I am not the biggest Yes fan in the world. This may seem a strange statement to open a Yes gig review, but as they said on the X Files ‘the truth is out there’. That is not to say I don’t enjoy the odd Yes song from time to time on the radio and I do tap my toe (in 7/8 time of course) and have been known to sing along. Of the big prog names though I have always felt Yes were more jazz influenced than say Genesis and that always put me off slightly as I most definitely don’t have the ‘spirit of jazz’ in me.
This current Yes tour intrigued me though and I thought it was about time I immersed myself in an evening of Yessong. The set tonight, and on this current jaunt, is made up of three of the band’s best loved albums played in their entirety, namely ‘Close To The Edge’, ‘Going For The One’ and ‘The Yes Album’, a prog fans dream set. The fact that most of the dates sold out completely, well in advance, is testament to the band’s status as one of the giants of prog rock.
As the lights dimmed a video screen at the rear of the stage burst into life showing a montage of pictures from throughout the band’s career accompanied majestically by Stravinsky’s ‘The Firebird Suite’. As individual shots of the band appeared on the screen the band strolled onstage to a huge cheer and started the set with ‘Close To The Edge’. Well, I think they did but the sound was so quiet it was hard to tell, I thought at first the PA hadn’t been switched on but the levels were soon sorted out and the sound was almost crystal clear although some of Steve Howe’s more subtle guitar parts did get a bit lost in the mix.
The crowd for the first few numbers were rather staid and polite, I half expected to be offered drinks and nibbles at one point, but after a bit of encouragement from Howe they did loosen up a bit and by the end of ‘Siberian Khatru’, which closed the ‘Close To The Edge’ section of the evening, things were warming up nicely.
What was never in doubt was the quality of the playing on stage. This current incarnation of the band features Howe as well as Chris Squire on bass, Alan White on drums, Geoff Downes on keys and new boy Jon Davison on vocal duties.
Davison proved himself more than worthy of filling Jon Anderson’s shoes as vocally he was spot on, hitting the high notes bang on every time. You did sense though that he was still regarded as the hired hand as any onstage chat was conducted by Howe and Squire, although the chat was kept to a minimum as they let the music do the talking.
The consummate ease with which the band played through the complex song structures and time changes was incredible to watch with Howe switching between three instruments during some of the songs.
The ‘Going For The One’ album was up next with the two hits, the title track and the gentle ‘Wonderous Stories’ getting the crowd on their feet. The most prog moment of the night though occurred at the beginning of ‘Awaken’ when Chris Squire emerged from the wings sporting a triple necked bass guitar which raised a cheer and a smile. ‘Awaken’ proved to be one of the night’s highlights with Squire putting all three necks to good use.

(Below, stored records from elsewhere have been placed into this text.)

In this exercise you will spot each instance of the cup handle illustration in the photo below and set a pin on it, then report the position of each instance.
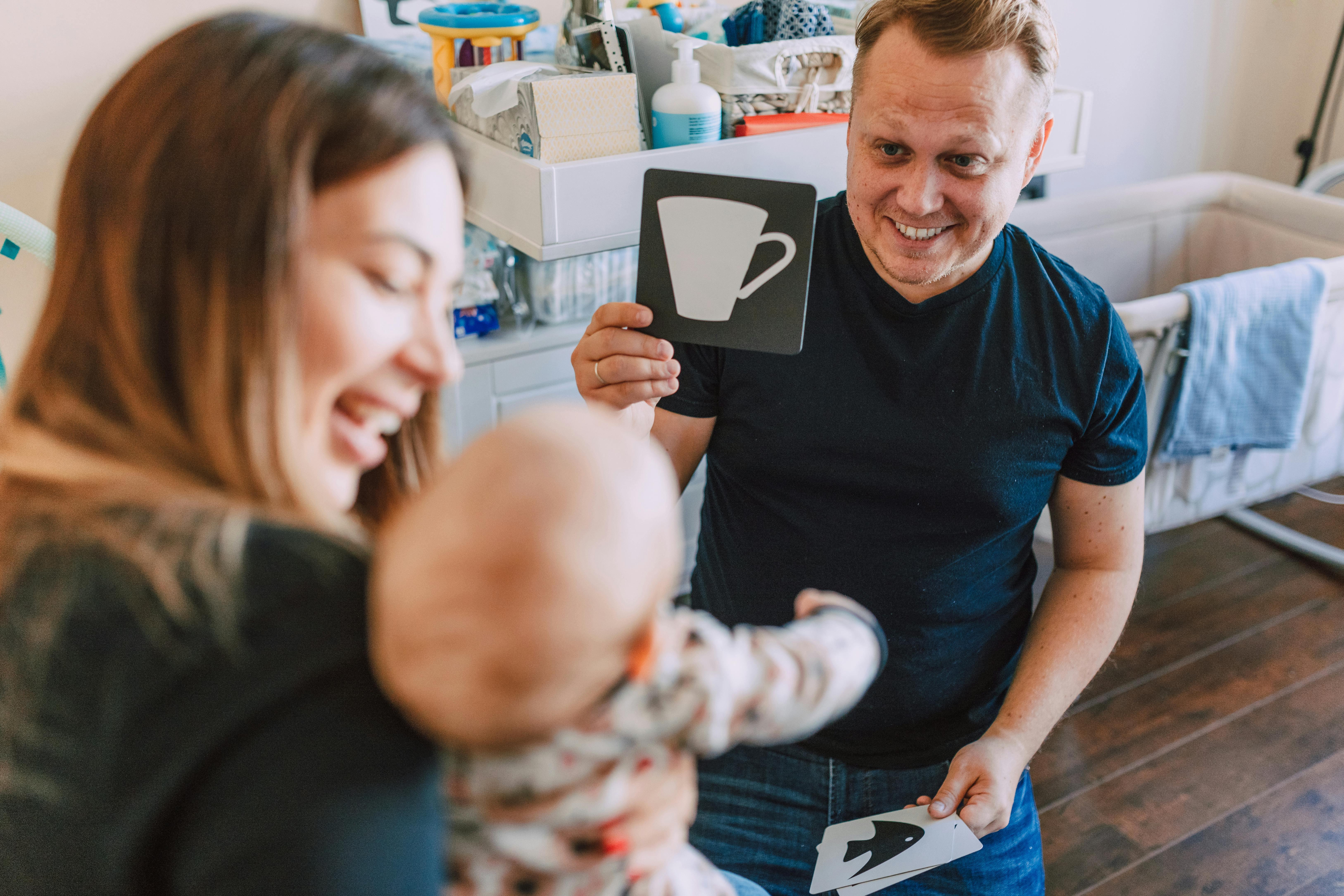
(791, 249)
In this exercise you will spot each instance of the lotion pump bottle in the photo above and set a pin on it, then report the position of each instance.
(686, 112)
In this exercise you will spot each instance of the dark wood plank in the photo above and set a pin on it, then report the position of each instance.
(1175, 632)
(1109, 738)
(1174, 797)
(1329, 884)
(1171, 539)
(1221, 554)
(1288, 840)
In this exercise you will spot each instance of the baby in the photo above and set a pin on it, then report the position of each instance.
(521, 616)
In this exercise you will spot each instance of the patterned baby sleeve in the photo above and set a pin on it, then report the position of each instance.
(769, 686)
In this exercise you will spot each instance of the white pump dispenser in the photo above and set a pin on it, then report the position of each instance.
(686, 112)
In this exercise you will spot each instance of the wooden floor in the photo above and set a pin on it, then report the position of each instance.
(1209, 754)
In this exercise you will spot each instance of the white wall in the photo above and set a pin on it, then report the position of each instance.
(57, 60)
(1194, 85)
(1179, 87)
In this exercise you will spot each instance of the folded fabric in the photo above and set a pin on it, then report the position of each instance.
(792, 19)
(1250, 346)
(768, 21)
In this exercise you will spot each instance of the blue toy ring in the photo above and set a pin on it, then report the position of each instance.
(479, 15)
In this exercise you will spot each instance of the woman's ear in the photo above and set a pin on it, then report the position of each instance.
(640, 664)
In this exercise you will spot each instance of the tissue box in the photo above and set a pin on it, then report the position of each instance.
(561, 116)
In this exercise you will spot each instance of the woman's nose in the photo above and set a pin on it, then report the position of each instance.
(433, 356)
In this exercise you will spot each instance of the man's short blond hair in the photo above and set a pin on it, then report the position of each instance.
(963, 27)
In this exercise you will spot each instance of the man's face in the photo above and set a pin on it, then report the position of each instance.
(939, 151)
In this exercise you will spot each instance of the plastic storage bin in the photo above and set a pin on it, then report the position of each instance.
(569, 289)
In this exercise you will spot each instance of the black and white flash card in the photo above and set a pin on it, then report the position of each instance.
(725, 261)
(866, 855)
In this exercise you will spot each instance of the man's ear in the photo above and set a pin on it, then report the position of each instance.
(1038, 148)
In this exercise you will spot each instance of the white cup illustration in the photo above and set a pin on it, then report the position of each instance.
(710, 244)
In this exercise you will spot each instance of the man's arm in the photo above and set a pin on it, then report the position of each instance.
(628, 371)
(1099, 557)
(685, 438)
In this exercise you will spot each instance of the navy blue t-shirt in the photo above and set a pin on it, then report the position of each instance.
(902, 459)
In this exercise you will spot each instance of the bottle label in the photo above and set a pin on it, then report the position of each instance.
(671, 130)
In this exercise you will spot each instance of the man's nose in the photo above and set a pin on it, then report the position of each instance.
(920, 193)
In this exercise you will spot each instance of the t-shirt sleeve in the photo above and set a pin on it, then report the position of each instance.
(1115, 444)
(333, 794)
(698, 391)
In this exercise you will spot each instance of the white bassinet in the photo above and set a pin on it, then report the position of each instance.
(1139, 244)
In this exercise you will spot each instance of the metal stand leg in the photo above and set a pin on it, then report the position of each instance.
(1287, 538)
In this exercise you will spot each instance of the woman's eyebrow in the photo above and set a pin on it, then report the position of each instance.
(406, 241)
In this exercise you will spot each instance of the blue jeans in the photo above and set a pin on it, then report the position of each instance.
(763, 812)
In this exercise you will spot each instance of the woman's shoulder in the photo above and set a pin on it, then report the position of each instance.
(240, 717)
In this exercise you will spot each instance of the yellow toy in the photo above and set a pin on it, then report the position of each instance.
(480, 27)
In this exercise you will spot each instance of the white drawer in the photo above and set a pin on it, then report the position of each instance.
(533, 371)
(511, 405)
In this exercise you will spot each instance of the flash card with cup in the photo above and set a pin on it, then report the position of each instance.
(725, 261)
(866, 855)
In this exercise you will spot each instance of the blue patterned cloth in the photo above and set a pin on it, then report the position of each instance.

After a short interval, the guys aren’t getting any younger you know, the band returned for what I am sure for many was the most keenly anticipated section of the evening, ‘The Yes Album’. ‘Yours Is No Disgrace’ went down a storm as did Howe’s solo acoustic rendition of ‘Clap’ with the audience clapping along funnily enough.
‘Starship Trooper’ provided another highlight and allowed Geoff Downes to show off his skills. He may not be the flashy showman that Wakeman was but his playing prowess is never in doubt. ‘Seen All Good People’ provided an opportunity for a bit of crowd participation whilst ‘A Venture’ and ‘Perpetual Change’ brought the main set to a conclusion. The band returned to the stage for one final number, ‘Roundabout’, to finish off the album and draw the night to a close.
The final bars were met with a well-deserved standing ovation from an appreciative crowd who had loved every minute of the night. For me I was pleasantly surprised at how quickly the night had gone and how much I had enjoyed the set. Even as a casual listener you couldn’t help but admire the high level of musicianship on show and they made it all look so effortless!
I may never be a fully signed up Yes fan but here tonight I could appreciate why so many are.